Unvanlar ve onlara biçilen değer yeni gibi görünse de temeli olan statü kaygısı neredeyse insanlık kadar eski. Latince "ayakta duruş" anlamına gelen “statum” fiilinden türetilmiş, kişinin toplumdaki yeri anlamına gelen “Statü” kavramı,  hayatımızın başköşesinde yerini almış durumda.  Toplumsal statünün yüksek olması, tarih boyunca insanlara saygı, ilgi ve çıkar sağladığı için toplumların çabaları, kavgaları, özgürlükleri ve haksızlıkları bu kavram etrafında dönüp durmuş. Avcı toplumdan tarım toplumuna geçiş, statünün çeşitlenmesine ve sonrasında kaygısının da artmasına sebep olmuş. Köklü aileler, din adamları, şövalyeler, aristokratlar, sanatçılar, çiftçiler daha da temele inersek evliler, çocuk sahibi olanlar, daha çok çocuk sahibi olanlar, erkek çocuk sahibi olanlar...

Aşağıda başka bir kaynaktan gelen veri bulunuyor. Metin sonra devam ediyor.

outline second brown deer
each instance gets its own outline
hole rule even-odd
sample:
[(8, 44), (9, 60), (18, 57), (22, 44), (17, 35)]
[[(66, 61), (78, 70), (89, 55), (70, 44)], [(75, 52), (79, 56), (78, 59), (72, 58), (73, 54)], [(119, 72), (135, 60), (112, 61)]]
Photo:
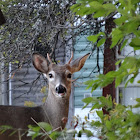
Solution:
[[(35, 122), (47, 122), (53, 129), (64, 129), (66, 126), (69, 112), (69, 98), (71, 94), (71, 76), (79, 71), (90, 54), (86, 54), (74, 61), (73, 56), (67, 64), (53, 64), (49, 55), (48, 61), (40, 54), (33, 54), (33, 65), (48, 79), (49, 91), (46, 102), (37, 107), (18, 107), (18, 106), (0, 106), (0, 126), (9, 125), (22, 133), (29, 124)], [(72, 61), (72, 62), (71, 62)], [(11, 131), (10, 131), (11, 132)], [(20, 133), (10, 136), (10, 132), (0, 135), (0, 140), (31, 140), (31, 137), (24, 135), (19, 139)], [(37, 138), (40, 140), (41, 138)]]

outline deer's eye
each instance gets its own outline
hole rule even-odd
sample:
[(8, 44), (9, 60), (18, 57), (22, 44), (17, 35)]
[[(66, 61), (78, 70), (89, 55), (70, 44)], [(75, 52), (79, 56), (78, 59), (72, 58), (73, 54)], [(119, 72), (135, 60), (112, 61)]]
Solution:
[(71, 73), (69, 73), (69, 74), (67, 75), (67, 78), (71, 78)]
[(51, 73), (49, 73), (49, 78), (53, 78), (53, 75)]

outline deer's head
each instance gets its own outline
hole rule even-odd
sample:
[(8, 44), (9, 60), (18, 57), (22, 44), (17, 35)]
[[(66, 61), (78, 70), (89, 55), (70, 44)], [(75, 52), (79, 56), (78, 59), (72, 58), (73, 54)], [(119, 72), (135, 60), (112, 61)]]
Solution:
[(72, 74), (79, 71), (84, 66), (89, 55), (90, 53), (72, 61), (72, 54), (67, 64), (56, 65), (52, 63), (48, 54), (47, 59), (49, 63), (42, 55), (34, 53), (33, 65), (48, 79), (50, 92), (58, 98), (66, 98), (69, 97), (71, 93)]

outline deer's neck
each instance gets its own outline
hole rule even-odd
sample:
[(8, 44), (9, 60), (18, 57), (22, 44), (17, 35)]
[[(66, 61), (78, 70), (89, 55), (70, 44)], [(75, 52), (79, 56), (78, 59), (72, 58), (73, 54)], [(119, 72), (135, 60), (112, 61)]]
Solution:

Herhangi bir yeteneğe bağlı olmaksızın doğuştan edinebildiği gibi, bireysel çaba ve nitelikler sonucu kazanılmış olabilen statü, zamana ve coğrafyaya göre farklılık gösterse de, insanlığın temel mutluluk kaynaklarında üst sıralarda yer alan bir kavram olmuş hep. Toplum içinde yer edinme, saygı uyandırma, lafı sözü dinlenir, hatta çekinilir bir kişi olma arzusu, üzüm yemekten bağcı dövmeye giden o yolda çoğu kez insanların tökezlemesine sebep oluyor.

Maslow'un ihtiyaçlar hiyerarşisi dağında, gün geçtikçe tepelere tırmanırken, sorunlarımız ve mutsuzluklarımız da yön değiştirerek zirvede yerini alıyor. Paranın can ciğer arkadaş olduğu yüksek statünün, insana özgürlük, rahatlık, konfor ve mutluluk sunduğu apaçık ortada. İşte bu yüzden hayatımızın en tatlı anlarında bile iliğimizi kemiğimizi kemirerek bizi bitiren bu statü endişesi, hayatımızın orta yerine gelip oturuyor. En baş edilmez mutsuzlukların kaynağı oluveriyor. Sonunda kendimizi müthiş bir çaba, kavga ve hırs içinde buluyoruz. Daha iyiye, daha güzele, daha erdemliye ulaşmak için kullanılabilir bu iştah, aşırıya kaçıldığında insanı önüne geçilemeyen bir mutsuzluğun ve hastalık halinin kucağına atıyor.

Yüksek bir statüye ulaşmaktaki başarının verdiği haz, insan hayatındaki iniş çıkışlarla paralel olarak elindeki statüyü kaybetme durumunda müthiş bir hezeyana ve kayboluşa sebep oluyor. İşte bu yüzden etrafımızda, emekli olunca bunalıma giren kavgacı yaşlılar, işini kaybedince etrafındaki herkesle bozuşan işsizler, daha fazlası için sahip olduğu tüm değerleri kaybetmeye meyilli gençler, unvanı değişince önce arabasını sonra karısını değiştiren adamlar çoğalıyor.

Endişeli statü sendromu, yüksek statü olarak adlandırdığımız bu pembe rüyanın en büyük bedeli. Başta insanın kendi psikolojisini, sonra etrafındakilerle ilişkilerini derinden sarsan bir hastalık. Nefes alıyor olmanın basit mutluluğuna sekte vuran, insani erdemlerin, fikirlerin gelişmesinin, olgunluğun başlıca düşmanı. Hayatta statüden, unvanlardan daha kıymetli şeylerin olduğunu, gerektiğinde bazı şeylerin feda edilebileceğini, bir durup düşünmeli.